Author(s): Jasna Muskatirovic; Peter Goodwin; Mark Morehead
Linked Author(s): Peter Goodwin
Keywords: Gravel-bed rivers; Bedload database; Bedload transport; Limited supply
Abstract: The complex task of prediction of bedload transport rates in gravel-bed rivers is analyzed utilizing field data for rivers and streams in Central Idaho. These analyses have revealed a set of problems related to the prediction of bedload transport rates in gravel-bed rivers under conditions of a stable armor layer and limited sediment supply.
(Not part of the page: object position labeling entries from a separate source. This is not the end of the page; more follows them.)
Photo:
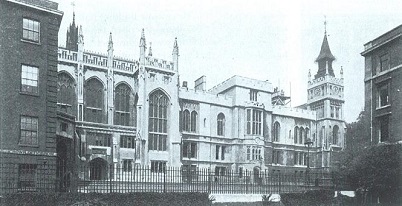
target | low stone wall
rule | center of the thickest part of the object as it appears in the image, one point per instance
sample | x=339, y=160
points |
x=78, y=199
Sand and fine gravel prevailing in the bedload for wide ranges of flow discharges and modest availability of this material in the bed surface, indicate an significant role of external sediment supply on the bedload transport rates. Several approaches are evaluated to develop a better predictive equation for bedload transport rates in supply limited mountain gravel-bed rivers with coarse bed material: - the simple approach adopts a form of power law, similar to a sediment discharge rating curve. Although the approach lacks a physical basis, it does provide a simple equation with known error bounds for the available data. An evaluation of the coefficient and exponent also provides a way of analyzing differences between watershed and channel characteristics. The rating coefficient and exponent of the rating curve are evaluated using linear- and multiple-regression analysis; - the complex approach adopts a multiple-regression analysis of bedload samples. Following the general approach of Brownlie (1981), dimensionless numbers that represent local hydraulic and watershed conditions are derived to identify the significant processes and factors influencing bedload transport. The power law and multiple-regression equations for better prediction of bedload transport rates in gravel-bed rivers with stable armor layers are proposed, based on the regional dataset. In order to present the quality of proposed equations for prediction of bedload transport rates, comparison of the statistical parameters was performed. Median value and 16% and 84% values of the predicted versus measured bedload rates are determined for 8 bedload transport equations.